Czym jest NVIDIA Shield?
Zapewne nazwa obiła się już wam o uszy, nawet jeśli wcześniej nie czytaliście o tym akcesorium, ale w kontekście przenośnej konsoli czy tabletu, który mieliśmy okazję testować na benchmarku. Tym razem NVIDIA Shield to rdzeń nazwy przystawki do telewizora. Zresztą przystawka, bardzo popularne w swoim czasie słowo, nie oddaje praktyczności tego akcesorium. Bo za pomocą NVIDIA Shield, które podłączymy do telewizora (maksymalnie w trybie 4K/60p), a które wedle słów producenta jest 34 razy szybsze niż pierwsza generacja Apple TV, możemy:
- zagrać w Androidowe gry i te dostosowane do Androida (NVIDIA Shield wykorzystuje system Android)
- zgrać w gry strumieniowane z serwerów NVIDIA, usługa GeForce Now jest dostępna przez 3 miesiące za darmo, potem za 9,99 euro miesięcznie - pracownicy NVIDII dwoją się i troją by jak najwięcej tytułów i dodatków było dostępne dla użytkowników
- zagrać w gry strumieniowane wprost z naszego peceta (technologia GameStream) - tu ograniczeniem jest wyłącznie nasza kolekcja
- obejrzeć multimedia z naszych zasobów, zarówno podłączonych przewodowo jak i strumieniowanych z pomocą technologii Chromecast
- skorzystać z aplikacji dostępowych do sieciowych zasobów multimedialnych - Netflix, Twitch, czy YouTube to tylko wierzchołek góry lodowej
- uruchomić aplikacje takie jak Kodi, Plex
- mieć dostęp do głosowego asystenta (mikrofon wbudowany jest w pad), za pomocą usługi Google Now - tutaj jeszcze sporo trzeba dopracować, zresztą nie tylko ze strony NVIDII
Jak widać NVIDIA Shield nie jest urządzeniem, które można jednoznacznie zaklasyfikować. Wiadomo, potencjalni użytkownicy będą patrzeć się na tę „konsolę”, przepraszam „przystawkę”, właśnie jak na konkurenta konsol, czego NVIDIA nie zabrania, ale to nie konkurencja dla PS czy Xboxa, a także innych konsol podłączanych do telewizora. Myśląć SHIELD powinniśmy myśleć o innych przystawkach do telewizorów - Apple TV czy Fire TV.

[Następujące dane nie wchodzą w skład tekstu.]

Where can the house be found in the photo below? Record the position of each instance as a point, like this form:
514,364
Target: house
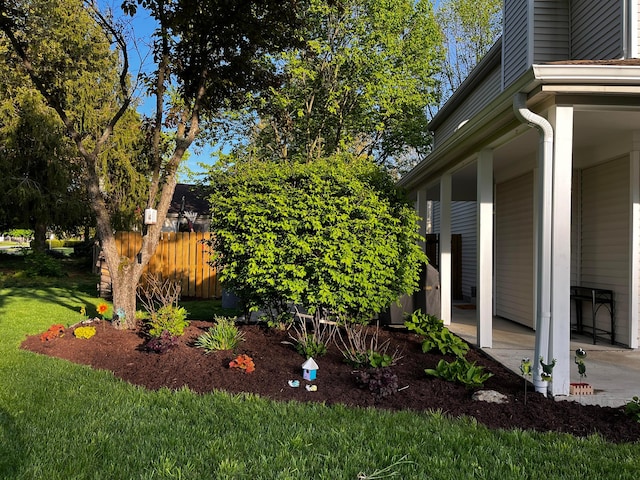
539,149
189,210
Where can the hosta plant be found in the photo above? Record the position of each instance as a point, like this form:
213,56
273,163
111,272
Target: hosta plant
460,371
435,335
84,332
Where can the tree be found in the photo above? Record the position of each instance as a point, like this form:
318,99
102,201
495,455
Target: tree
469,30
360,83
208,55
333,233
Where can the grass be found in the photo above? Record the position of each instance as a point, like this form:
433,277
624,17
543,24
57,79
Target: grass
64,421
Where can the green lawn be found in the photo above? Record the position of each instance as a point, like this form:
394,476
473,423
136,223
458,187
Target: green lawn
65,421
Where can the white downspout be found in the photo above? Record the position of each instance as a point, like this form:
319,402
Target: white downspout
543,293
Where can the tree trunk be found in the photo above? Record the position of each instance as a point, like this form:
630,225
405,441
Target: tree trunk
39,243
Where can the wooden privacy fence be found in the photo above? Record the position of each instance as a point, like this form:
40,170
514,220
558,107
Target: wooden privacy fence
180,256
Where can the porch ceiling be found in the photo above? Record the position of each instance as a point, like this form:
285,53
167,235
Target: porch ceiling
599,134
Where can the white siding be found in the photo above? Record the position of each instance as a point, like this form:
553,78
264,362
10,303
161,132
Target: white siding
463,221
476,101
514,250
514,38
551,31
605,238
596,29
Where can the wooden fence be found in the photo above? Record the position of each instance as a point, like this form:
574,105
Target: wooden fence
179,256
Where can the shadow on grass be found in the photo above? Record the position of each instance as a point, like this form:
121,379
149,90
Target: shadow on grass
12,448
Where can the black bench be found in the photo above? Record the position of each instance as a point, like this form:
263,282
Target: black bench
598,298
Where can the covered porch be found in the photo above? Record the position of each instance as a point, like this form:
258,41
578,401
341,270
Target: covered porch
613,371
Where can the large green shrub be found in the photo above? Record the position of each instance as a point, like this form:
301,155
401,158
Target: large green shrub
332,233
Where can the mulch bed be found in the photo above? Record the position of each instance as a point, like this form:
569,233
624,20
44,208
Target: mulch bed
276,361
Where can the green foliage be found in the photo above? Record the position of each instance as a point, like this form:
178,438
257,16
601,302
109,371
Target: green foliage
632,408
460,371
168,318
224,335
361,82
40,264
330,234
436,335
310,347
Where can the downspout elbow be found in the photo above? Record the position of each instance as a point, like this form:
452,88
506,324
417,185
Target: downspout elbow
543,315
532,119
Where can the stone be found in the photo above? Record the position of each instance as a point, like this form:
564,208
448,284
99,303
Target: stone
490,396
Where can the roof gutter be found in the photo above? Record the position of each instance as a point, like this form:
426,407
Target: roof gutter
544,214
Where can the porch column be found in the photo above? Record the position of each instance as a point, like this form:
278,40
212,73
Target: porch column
561,118
634,233
421,210
445,248
484,281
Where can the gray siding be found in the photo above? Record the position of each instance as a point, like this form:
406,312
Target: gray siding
476,101
514,37
463,221
514,274
551,31
605,238
589,17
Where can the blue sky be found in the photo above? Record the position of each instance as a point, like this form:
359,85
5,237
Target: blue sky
139,29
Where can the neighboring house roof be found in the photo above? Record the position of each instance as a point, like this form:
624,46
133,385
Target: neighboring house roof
195,199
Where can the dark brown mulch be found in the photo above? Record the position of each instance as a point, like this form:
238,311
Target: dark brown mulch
276,362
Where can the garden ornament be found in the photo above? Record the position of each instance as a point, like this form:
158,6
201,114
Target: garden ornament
309,369
547,369
579,359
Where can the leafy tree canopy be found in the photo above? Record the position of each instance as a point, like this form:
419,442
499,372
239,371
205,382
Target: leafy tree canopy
332,233
361,82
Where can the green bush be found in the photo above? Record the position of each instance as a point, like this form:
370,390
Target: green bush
168,318
333,233
224,335
460,371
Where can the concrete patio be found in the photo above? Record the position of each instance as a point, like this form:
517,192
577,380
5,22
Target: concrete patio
613,371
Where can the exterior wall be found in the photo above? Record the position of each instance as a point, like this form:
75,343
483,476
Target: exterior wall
463,221
551,31
515,36
605,238
514,272
595,16
476,101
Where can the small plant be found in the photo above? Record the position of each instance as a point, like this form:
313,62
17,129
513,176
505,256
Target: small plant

Można powiedzieć, że NVIDIA Shield to coś czym mogłyby się stać urządzenia typu Steam Machine, posiłkujące się technologią strumieniowania, a także wzbogacone o cechy charakterystyczne dla platform Smart TV, odtwarzaczy multimedialnych oraz z funkcjonalnością Chromecast. No i oczywiście, kosztujące znacznie mniej.
W takiej formule, i w takiej cenie jaką proponuje producent, NVIDIA Shield ma szansę zastąpić w wielu domach pecety, a także być alternatywą dla wciąż nie idealnie pracującego oprogramowania telewizorów. A w przypadku projektorów, może być obecnie wręcz jedyną rozsądną opcją, by stały się one bardziej Smart. Jeśli kiedyś myśleliście o zakupie odtwarzacza strumieniowego i zniechęcała was ich mała funkcjonalność, warto dać szansę NVIDII Shield Android TV.
Ważny jest internet
Owszem, lokalne treści odtworzymy bez dostępu do sieci, ale prawdziwy potencjał NVIDIA Shield pokaże dopiero po podłączeniu do Internetu. Filmy z Netflixa, strumieniowane gry, wymagają rozsądnej przepustowości by trafiać na nasz ekran bez opóźnień. W przypadku wideo można powiedzieć, że łącze zapewniające 20 Mbps, będzie dobre na początek.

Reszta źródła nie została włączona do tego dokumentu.